Ce roman propose une sorte de « contre-histoire de la contre-culture », selon la jolie formule employée par Pierre Jouan. Tous ces destins individuels servent à dessiner les silhouettes d'entités collectives, ce qui n'a rien de surprenant lorsqu'on se souvient de l'intérêt de Roland Wagner pour les archétypes culturels, mis en scène dans sa série des Futurs Mystères de Paris. Certains de ces êtres collectifs sont positifs. La Gloire semble être une force agissant subtilement sur les esprits et les corps, offrant des révélations matérialistes ou mystiques. La musique concentre puis répand toutes les influences responsables des grands mouvements sociaux. D'autres sont de terribles prédateurs, comme l'héroïne qui ravage la casbah. Bien sûr, on sent toujours derrière ces forces des choix et des désirs humains, mais elles échappent toujours à la volonté individuelle lorsqu'elles commencent à prendre une dimension historique. Ainsi, on passe du niveau individuel au niveau de la grande Histoire.
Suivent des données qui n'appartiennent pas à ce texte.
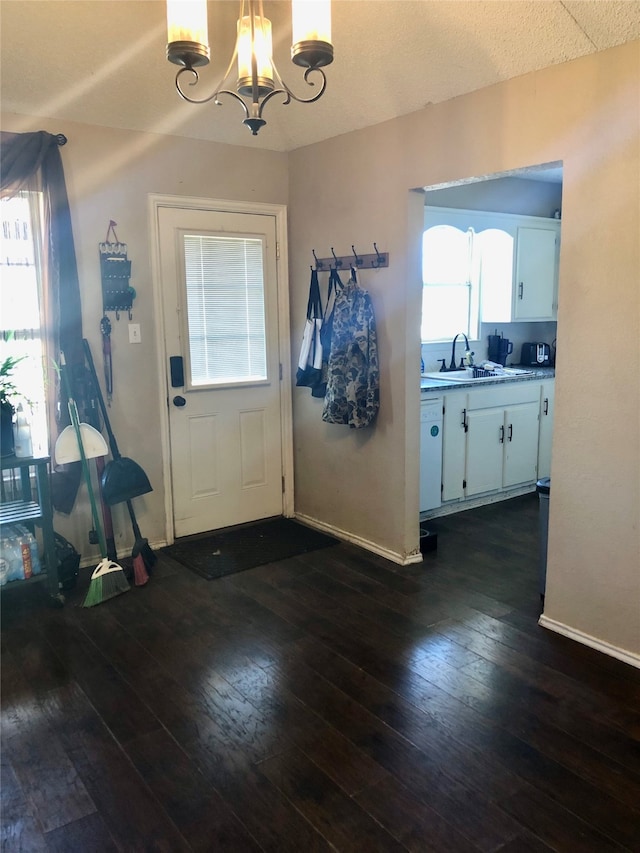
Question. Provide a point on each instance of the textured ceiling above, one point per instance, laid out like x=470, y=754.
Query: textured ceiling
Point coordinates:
x=103, y=61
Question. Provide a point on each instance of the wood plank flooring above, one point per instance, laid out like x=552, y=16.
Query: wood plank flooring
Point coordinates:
x=333, y=701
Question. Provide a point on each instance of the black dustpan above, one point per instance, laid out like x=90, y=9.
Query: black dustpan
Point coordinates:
x=123, y=479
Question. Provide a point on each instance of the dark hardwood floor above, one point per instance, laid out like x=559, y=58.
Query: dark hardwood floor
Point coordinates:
x=333, y=701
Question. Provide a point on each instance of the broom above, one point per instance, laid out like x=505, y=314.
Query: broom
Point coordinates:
x=142, y=554
x=108, y=578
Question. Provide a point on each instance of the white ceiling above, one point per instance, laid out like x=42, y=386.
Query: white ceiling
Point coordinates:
x=103, y=61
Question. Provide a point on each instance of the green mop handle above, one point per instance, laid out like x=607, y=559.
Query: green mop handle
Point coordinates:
x=73, y=414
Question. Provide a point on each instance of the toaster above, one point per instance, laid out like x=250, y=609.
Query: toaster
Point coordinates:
x=535, y=354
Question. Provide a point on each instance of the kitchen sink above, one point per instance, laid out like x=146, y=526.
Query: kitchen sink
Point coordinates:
x=463, y=376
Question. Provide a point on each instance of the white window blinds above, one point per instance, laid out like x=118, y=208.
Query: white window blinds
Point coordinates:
x=225, y=309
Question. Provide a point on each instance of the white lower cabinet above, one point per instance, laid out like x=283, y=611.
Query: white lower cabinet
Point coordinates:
x=520, y=444
x=485, y=451
x=453, y=445
x=495, y=439
x=546, y=428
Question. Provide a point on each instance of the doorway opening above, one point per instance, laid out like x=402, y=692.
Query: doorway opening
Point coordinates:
x=499, y=224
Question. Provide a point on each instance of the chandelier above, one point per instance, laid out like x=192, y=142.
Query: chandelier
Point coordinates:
x=258, y=79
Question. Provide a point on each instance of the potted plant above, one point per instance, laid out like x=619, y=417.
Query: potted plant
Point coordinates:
x=8, y=393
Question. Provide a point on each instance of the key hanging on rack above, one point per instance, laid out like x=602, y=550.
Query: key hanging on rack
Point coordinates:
x=115, y=271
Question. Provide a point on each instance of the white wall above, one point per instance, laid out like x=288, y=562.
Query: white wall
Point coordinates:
x=357, y=188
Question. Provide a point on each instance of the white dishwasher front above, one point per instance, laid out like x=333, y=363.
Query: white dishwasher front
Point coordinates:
x=430, y=453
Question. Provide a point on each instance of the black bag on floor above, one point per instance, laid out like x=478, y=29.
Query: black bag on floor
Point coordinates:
x=68, y=562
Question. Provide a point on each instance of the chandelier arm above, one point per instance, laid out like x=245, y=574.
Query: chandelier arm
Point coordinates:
x=194, y=82
x=233, y=95
x=318, y=94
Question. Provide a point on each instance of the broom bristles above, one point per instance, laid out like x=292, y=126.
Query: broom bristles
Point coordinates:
x=107, y=581
x=140, y=574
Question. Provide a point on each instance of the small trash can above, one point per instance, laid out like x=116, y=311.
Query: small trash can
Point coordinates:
x=543, y=488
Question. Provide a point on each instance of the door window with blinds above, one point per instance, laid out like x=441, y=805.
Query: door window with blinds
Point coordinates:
x=225, y=309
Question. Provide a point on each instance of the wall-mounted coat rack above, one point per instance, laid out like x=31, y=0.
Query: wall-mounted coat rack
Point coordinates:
x=360, y=262
x=115, y=271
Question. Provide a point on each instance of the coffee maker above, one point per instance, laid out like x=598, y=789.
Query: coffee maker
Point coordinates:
x=499, y=348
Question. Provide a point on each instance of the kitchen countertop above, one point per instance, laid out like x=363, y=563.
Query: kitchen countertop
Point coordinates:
x=539, y=373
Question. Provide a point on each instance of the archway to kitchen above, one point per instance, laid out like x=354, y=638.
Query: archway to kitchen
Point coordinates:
x=511, y=208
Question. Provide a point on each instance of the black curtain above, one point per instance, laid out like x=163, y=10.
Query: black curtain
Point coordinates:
x=28, y=160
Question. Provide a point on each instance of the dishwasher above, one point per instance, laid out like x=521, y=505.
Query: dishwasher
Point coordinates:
x=430, y=453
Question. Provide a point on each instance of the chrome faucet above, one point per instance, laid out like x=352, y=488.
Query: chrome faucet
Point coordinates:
x=468, y=354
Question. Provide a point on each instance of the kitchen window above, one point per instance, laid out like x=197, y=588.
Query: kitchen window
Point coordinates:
x=451, y=286
x=465, y=268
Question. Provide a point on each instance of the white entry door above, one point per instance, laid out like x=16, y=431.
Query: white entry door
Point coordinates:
x=220, y=306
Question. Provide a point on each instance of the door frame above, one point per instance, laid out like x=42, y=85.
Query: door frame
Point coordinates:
x=279, y=211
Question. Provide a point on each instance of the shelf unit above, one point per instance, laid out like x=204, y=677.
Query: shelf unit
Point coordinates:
x=30, y=508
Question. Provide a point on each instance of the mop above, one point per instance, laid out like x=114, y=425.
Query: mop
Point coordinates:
x=108, y=578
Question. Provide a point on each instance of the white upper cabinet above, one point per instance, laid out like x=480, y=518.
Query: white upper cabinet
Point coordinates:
x=536, y=273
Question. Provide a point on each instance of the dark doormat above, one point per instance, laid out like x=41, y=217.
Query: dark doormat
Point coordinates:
x=236, y=549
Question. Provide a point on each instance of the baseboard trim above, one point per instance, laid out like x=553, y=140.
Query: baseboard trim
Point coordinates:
x=394, y=557
x=587, y=640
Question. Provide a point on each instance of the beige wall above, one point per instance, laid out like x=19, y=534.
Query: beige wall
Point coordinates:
x=356, y=189
x=109, y=175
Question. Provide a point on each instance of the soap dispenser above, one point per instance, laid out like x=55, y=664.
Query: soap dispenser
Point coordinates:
x=22, y=440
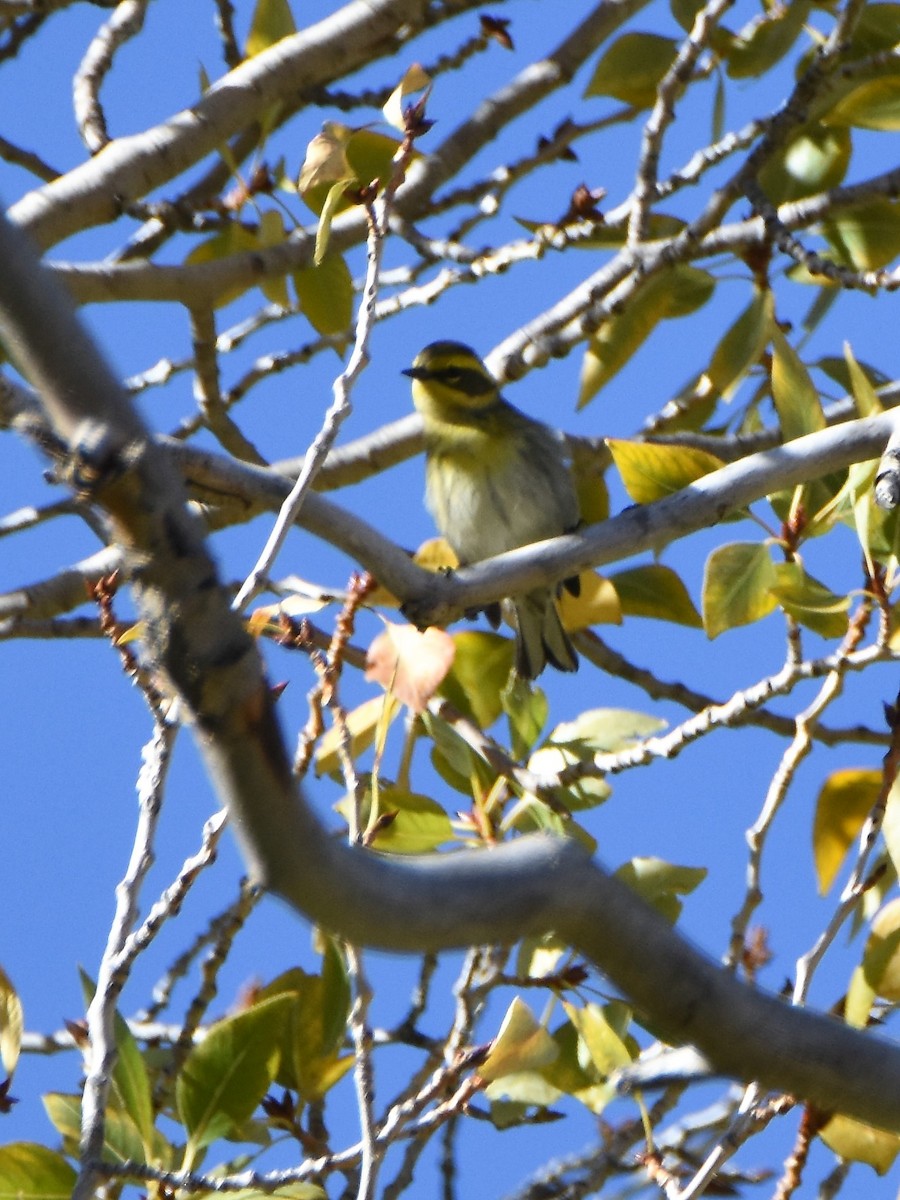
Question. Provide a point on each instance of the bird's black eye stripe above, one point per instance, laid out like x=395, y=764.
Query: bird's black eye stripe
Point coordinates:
x=466, y=379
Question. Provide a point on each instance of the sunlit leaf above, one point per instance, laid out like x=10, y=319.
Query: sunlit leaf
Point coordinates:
x=606, y=1049
x=660, y=883
x=310, y=1059
x=796, y=396
x=871, y=106
x=859, y=1143
x=864, y=394
x=409, y=663
x=865, y=237
x=232, y=239
x=813, y=161
x=415, y=823
x=809, y=601
x=415, y=79
x=271, y=21
x=652, y=471
x=741, y=347
x=227, y=1074
x=675, y=293
x=633, y=67
x=737, y=586
x=605, y=730
x=521, y=1044
x=655, y=591
x=844, y=803
x=766, y=40
x=29, y=1171
x=11, y=1024
x=478, y=676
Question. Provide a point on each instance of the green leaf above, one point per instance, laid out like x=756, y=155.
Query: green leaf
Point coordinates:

Alger est pour moi le personnage collectif majeur de ce roman, au sens où tous les témoignages servent à en détailler les multiples facettes, son Histoire, ses quartiers, ses tendances. Même si cet Alger est profondément fictionnel (car jamais on n'oublie que c'est un roman, et la conversation du narrateur avec monsieur Albert nous en rappelle les règles), il n'est pas fantasmatique. Les horizons uchroniques peuvent parfois choquer le lecteur trop attaché au déterminisme de sa propre histoire, mais l'histoire de cet Alger restant français malgré la Partition, agité de troubles divers, foyer des vautriens, enjeu géostratégique majeur et nid d'espions, m'a paru solide, fondée sur des données historiques, économiques et sociologiques très difficilement critiquables. Même la Commune d'Alger, avec son petit parfum romantique, n'est pas si délirante que cela, à mes yeux. Alger, sous la plume de Roland Wagner, devient le carrefour des aspirations humaines les plus positives, les libertés individuelles, le goût de créer, le refus de la violence. En dépit de son histoire complexe et torturée, elle devient un symbole de ce que notre monde devrait être.
Je m'arrêterai sur ces propos lyriques. Il serait vain de chercher à paraphraser le roman pour en résumer les multiples intrigues, et de toute façon, Rêves de Gloire propose un voyage – un trip – bien plus important que sa destination. C'est un livre qui vaut la peine d'être vécu.